How they've shifted over time
Polyoptics entered H2020 through the manufacturing lens — ProSurf (2018) was about precision process chains for industrial-scale surface structuring, a supply-chain and production-engineering challenge. By 2020, their second project shifted decisively toward consumer imaging: PERCOSDECAM targets a mass-market stereo depth camera, a product-integration challenge rather than a pure fabrication one. This suggests a strategic move from being a component manufacturer serving industrial customers to becoming an optical module integrator for consumer electronics — a higher-value position in the supply chain. The trend points toward application-level optical product development, not just materials or process research.
Polyoptics appears to be evolving from an industrial optical surface supplier toward a consumer and mobile imaging specialist — a company worth watching if you are building a consortium around compact camera systems, AR/VR optics, or miniaturized sensing modules.
How they like to work
Polyoptics has participated in both projects strictly as a partner, never taking a coordinating role — consistent with a specialist SME that contributes defined technical deliverables rather than managing project administration. Their 18 unique partners across 9 countries across only 2 projects suggests they enter well-populated consortia (averaging 9 partners per project), which is typical for Innovation Actions in hardware development. There is no evidence of repeat partnerships, implying they are comfortable working with new teams and adapt to consortium-defined roles.
Polyoptics has built connections with 18 distinct organizations across 9 countries in just two projects, a reasonably broad European footprint for an SME of this size. Their network likely spans German industrial partners, camera hardware integrators, and research institutes across Central and Western Europe.
What sets them apart
Polyoptics occupies a rare intersection between precision optical surface fabrication and consumer camera product integration — most optics SMEs operate in one domain or the other. Their participation in both an industrial manufacturing project and a consumer imaging project suggests they can credibly speak to both supply-chain engineers and product development teams. For consortium builders, they represent a production-capable optical specialist who can bridge the gap between laboratory optics and manufacturable components.

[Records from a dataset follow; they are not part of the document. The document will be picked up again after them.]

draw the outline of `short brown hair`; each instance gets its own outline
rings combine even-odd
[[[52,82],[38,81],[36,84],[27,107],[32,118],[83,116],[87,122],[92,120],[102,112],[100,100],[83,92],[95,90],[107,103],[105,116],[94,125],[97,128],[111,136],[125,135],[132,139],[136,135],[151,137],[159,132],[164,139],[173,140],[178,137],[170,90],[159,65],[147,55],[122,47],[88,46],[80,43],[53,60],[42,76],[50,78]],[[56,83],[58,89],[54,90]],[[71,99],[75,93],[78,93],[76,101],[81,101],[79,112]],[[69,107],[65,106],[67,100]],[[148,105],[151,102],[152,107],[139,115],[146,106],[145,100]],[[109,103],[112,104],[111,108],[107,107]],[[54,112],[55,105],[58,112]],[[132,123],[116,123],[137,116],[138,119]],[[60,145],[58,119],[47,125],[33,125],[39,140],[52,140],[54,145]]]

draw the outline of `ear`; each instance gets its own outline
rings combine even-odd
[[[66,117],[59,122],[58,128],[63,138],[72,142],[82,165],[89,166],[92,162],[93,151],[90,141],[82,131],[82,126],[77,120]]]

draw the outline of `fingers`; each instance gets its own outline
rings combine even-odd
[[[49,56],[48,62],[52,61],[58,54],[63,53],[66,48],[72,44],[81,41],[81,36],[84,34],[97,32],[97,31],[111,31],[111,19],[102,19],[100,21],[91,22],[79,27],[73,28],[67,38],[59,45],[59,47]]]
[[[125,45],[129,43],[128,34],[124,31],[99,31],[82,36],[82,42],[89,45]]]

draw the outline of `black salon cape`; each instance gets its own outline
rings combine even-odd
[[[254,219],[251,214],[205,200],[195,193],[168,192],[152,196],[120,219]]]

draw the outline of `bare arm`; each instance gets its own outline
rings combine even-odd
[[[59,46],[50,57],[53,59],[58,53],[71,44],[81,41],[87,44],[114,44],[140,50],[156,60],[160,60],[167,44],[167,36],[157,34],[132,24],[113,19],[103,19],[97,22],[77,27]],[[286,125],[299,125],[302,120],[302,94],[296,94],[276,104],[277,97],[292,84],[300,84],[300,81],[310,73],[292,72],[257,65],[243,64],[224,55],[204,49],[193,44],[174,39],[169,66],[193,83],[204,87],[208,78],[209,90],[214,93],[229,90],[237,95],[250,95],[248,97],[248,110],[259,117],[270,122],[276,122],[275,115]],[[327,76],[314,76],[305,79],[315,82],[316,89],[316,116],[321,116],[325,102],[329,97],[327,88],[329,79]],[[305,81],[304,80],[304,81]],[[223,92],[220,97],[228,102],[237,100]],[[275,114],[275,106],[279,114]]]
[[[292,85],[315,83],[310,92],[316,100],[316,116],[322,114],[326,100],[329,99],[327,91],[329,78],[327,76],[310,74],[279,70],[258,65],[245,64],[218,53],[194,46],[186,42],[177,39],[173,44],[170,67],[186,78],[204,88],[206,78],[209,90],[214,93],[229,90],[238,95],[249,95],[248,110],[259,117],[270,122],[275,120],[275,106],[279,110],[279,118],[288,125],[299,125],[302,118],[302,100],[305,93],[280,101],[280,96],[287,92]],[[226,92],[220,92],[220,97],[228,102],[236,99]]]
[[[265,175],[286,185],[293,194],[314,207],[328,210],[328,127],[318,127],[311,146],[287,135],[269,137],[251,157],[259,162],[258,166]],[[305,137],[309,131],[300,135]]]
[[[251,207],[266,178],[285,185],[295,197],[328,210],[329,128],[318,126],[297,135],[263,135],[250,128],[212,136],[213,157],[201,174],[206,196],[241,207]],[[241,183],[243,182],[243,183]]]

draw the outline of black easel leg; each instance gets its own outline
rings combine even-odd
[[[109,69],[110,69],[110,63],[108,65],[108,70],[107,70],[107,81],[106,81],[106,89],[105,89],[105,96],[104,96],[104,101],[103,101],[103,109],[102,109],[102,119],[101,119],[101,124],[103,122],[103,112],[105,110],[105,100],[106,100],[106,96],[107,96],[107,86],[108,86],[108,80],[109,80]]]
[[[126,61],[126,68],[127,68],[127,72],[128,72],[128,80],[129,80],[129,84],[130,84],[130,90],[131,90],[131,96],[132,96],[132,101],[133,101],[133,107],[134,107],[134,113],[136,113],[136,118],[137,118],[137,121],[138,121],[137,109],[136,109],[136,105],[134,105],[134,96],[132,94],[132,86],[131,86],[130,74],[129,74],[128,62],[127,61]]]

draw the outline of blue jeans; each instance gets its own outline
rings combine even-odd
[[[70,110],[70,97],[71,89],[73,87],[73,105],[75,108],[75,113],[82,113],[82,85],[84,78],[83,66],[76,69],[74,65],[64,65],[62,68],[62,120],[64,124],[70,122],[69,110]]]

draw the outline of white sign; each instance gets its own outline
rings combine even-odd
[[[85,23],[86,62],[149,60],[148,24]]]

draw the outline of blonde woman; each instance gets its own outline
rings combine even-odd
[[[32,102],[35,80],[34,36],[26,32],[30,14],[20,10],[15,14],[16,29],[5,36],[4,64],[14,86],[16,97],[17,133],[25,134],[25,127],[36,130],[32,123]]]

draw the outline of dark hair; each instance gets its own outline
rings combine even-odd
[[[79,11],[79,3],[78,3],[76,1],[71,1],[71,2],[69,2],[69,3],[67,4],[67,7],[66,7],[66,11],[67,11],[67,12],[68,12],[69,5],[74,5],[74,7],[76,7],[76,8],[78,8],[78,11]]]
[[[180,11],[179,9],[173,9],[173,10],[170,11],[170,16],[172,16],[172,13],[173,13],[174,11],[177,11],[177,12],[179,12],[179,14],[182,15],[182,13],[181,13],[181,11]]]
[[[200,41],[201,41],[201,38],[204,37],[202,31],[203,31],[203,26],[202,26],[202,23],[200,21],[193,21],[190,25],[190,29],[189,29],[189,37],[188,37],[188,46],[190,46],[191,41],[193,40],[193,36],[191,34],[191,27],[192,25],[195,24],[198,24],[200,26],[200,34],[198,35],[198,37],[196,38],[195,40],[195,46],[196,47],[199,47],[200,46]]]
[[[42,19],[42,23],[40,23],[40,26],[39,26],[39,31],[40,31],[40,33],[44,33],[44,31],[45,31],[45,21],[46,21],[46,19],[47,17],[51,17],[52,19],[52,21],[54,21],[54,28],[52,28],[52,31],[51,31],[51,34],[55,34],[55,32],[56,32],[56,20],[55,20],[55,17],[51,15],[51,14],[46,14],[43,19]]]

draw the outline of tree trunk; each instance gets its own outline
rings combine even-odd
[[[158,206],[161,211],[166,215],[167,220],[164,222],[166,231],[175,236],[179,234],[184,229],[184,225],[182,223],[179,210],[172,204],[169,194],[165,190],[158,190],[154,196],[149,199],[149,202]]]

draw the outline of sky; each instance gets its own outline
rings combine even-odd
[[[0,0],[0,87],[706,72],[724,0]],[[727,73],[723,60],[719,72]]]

Highlights from their portfolio
- PERCOSDECAMThe largest single funding award for this company (€735,656) and the most commercially ambitious project — a periscopic stereo depth camera for consumer markets represents a direct path to product revenue, not just research output.
- ProSurfTheir earliest H2020 engagement, focused on mass-production process chains for structured optical surfaces — evidence that their capabilities are production-ready, not just prototyping-level.